> For clean Markdown of any page, append .md to the page URL.
> For a complete documentation index, see https://docs.nvidia.com/topograph/llms.txt.
> For full documentation content, see https://docs.nvidia.com/topograph/llms-full.txt.

# Topograph with SLURM

For the SLURM engine, topograph supports [tree](https://slurm.schedmd.com/topology.conf.html#SECTION_topology/tree) and [block](https://slurm.schedmd.com/topology.conf.html#SECTION_topology/block) topology configurations.

### Test Provider and Engine
There is a special *provider* and *engine* named `test`, which supports both SLURM and Kubernetes. This configuration returns static results and is primarily used for testing purposes.

## Installation and Configuration
Topograph can be installed using the `topograph` Debian or RPM package.
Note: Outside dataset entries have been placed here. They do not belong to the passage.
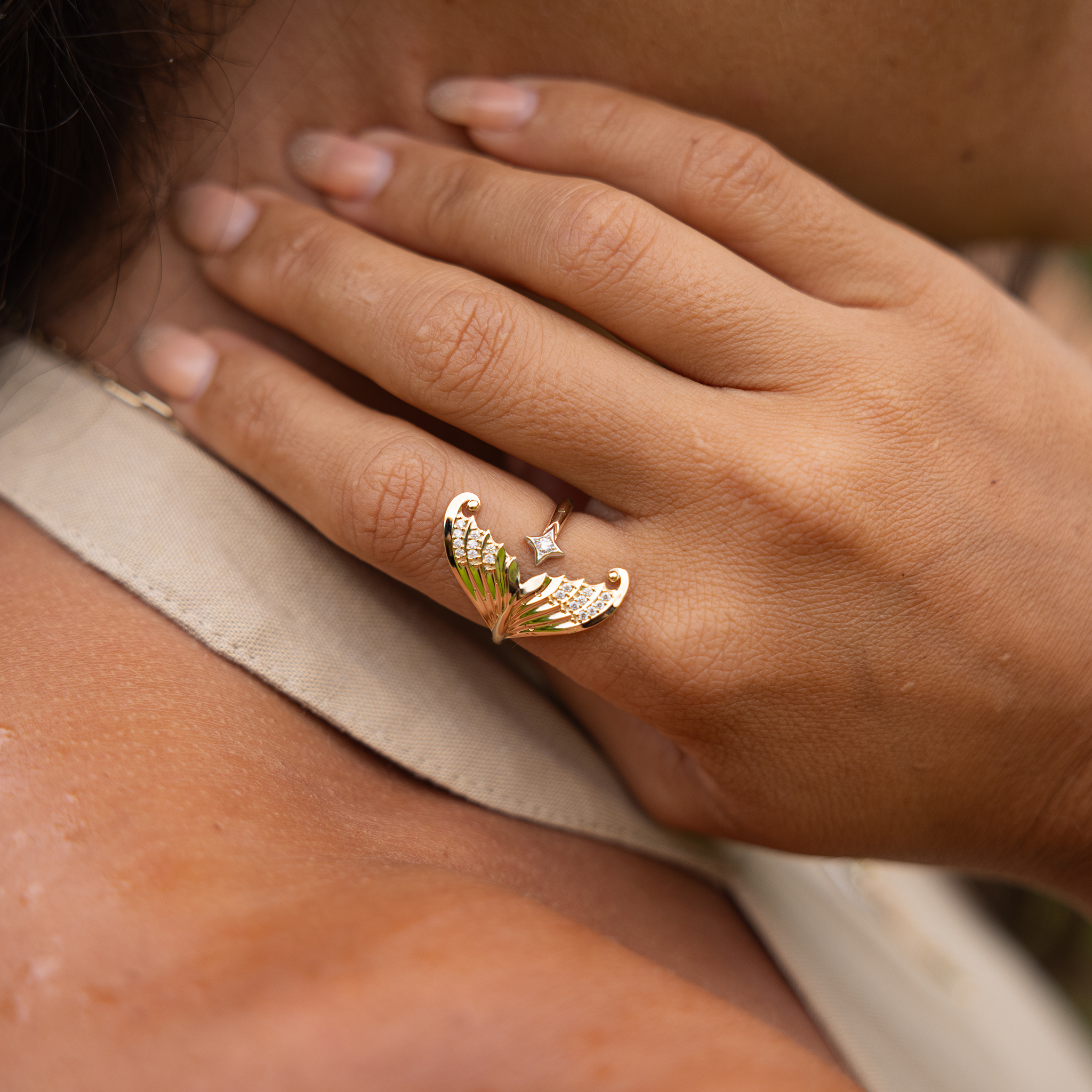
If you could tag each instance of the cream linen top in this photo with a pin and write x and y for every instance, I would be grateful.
(912, 984)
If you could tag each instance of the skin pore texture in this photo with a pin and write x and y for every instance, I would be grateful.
(205, 886)
(191, 857)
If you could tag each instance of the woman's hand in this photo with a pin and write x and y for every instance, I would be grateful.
(855, 501)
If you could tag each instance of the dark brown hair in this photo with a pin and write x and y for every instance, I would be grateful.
(75, 82)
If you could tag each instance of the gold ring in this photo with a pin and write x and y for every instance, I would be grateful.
(542, 606)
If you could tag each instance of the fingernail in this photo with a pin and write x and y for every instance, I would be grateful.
(346, 168)
(212, 219)
(178, 363)
(482, 104)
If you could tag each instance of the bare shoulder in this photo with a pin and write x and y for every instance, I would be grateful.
(201, 881)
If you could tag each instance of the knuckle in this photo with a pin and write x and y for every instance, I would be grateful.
(607, 235)
(257, 415)
(465, 181)
(462, 346)
(736, 170)
(388, 505)
(300, 263)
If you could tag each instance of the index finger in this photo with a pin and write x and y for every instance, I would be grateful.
(726, 183)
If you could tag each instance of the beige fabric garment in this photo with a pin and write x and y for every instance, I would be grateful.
(916, 989)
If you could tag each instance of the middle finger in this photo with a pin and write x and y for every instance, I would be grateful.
(450, 342)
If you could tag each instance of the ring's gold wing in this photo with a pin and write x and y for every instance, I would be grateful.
(542, 606)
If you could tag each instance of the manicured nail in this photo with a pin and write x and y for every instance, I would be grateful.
(346, 168)
(178, 363)
(482, 104)
(212, 219)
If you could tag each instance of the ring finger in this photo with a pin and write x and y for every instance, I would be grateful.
(374, 484)
(530, 381)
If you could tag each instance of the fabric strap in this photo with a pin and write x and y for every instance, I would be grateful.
(917, 990)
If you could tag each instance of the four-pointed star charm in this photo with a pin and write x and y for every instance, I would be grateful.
(547, 545)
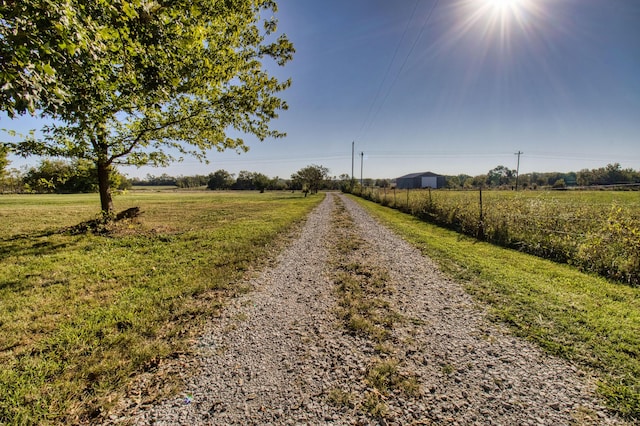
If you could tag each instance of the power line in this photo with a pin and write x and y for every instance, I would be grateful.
(386, 74)
(406, 59)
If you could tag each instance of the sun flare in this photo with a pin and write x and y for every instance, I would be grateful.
(504, 9)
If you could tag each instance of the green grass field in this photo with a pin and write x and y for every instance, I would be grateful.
(81, 314)
(582, 317)
(598, 231)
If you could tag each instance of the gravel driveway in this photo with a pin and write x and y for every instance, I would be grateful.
(278, 355)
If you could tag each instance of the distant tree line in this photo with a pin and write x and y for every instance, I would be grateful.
(505, 178)
(60, 176)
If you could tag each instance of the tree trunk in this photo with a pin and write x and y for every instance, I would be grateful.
(106, 202)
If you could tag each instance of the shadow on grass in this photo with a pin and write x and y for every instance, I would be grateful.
(36, 244)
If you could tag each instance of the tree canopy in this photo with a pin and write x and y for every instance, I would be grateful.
(311, 177)
(163, 79)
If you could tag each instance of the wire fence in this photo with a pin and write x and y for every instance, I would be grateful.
(598, 231)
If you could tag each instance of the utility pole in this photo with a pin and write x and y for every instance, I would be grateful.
(361, 161)
(353, 145)
(519, 153)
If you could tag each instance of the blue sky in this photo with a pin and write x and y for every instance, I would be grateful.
(454, 86)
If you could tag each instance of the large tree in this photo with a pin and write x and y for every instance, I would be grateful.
(39, 38)
(170, 78)
(311, 177)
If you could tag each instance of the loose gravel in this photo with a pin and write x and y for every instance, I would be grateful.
(278, 354)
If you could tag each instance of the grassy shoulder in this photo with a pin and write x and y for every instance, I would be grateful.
(81, 314)
(581, 317)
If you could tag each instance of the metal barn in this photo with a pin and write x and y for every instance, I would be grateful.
(420, 180)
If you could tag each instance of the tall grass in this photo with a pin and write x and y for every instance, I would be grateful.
(81, 314)
(585, 318)
(598, 231)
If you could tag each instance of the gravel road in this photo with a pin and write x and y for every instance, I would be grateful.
(278, 354)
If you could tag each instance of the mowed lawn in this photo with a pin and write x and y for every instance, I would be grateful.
(80, 315)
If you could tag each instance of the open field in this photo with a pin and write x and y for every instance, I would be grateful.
(598, 231)
(81, 314)
(582, 317)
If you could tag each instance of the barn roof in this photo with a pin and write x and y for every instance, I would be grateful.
(415, 175)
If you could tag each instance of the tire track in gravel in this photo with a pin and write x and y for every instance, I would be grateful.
(278, 356)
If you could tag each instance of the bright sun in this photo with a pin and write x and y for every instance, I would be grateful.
(505, 6)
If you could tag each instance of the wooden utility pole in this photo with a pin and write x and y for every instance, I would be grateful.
(353, 146)
(361, 161)
(519, 153)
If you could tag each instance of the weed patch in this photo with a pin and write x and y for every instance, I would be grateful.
(581, 317)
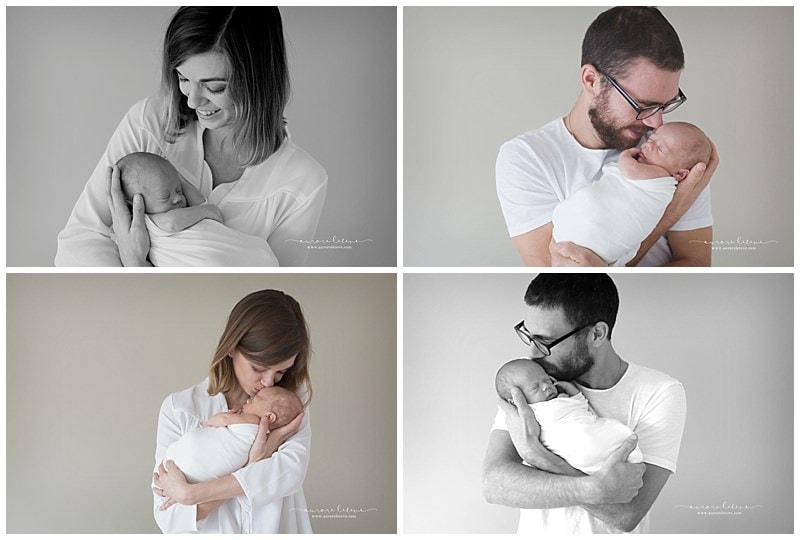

This package sets up a service but does not start it automatically, allowing users to update the configuration before launch.

The configuration file and certificates created by the installer are located in the /etc/topograph directory.

#### Service Management
To enable and start the service, run the following commands:
```bash
systemctl enable topograph.service
systemctl start topograph.service
```

Upon starting, the service executes:
```bash
/usr/local/bin/topograph -c /etc/topograph/topograph-config.yaml
```

To disable and stop the service, run the following commands:
```bash
systemctl stop topograph.service
systemctl disable topograph.service
systemctl daemon-reload
```

#### Verifying Health
To verify the service is healthy, you can use the following command:

```bash
curl http://localhost:49021/healthz
```

#### Automated Solution for SLURM

The Cluster Topology Generator enables a fully automated solution when combined with SLURM's `strigger` command. You can set up a trigger that runs whenever a node goes down or comes up:

```bash
strigger --set --node --down --up --flags=perm --program=<script>
```

In this setup, the `<script>` would contain the curl command to call the endpoint:

```bash
curl -s -X POST -H "Content-Type: application/json" -d @payload.json http://localhost:49021/v1/generate
```

We provide `scripts/create-topology-update-script.sh` in the repository, which performs the steps outlined above: it creates the topology update script and registers it with the strigger.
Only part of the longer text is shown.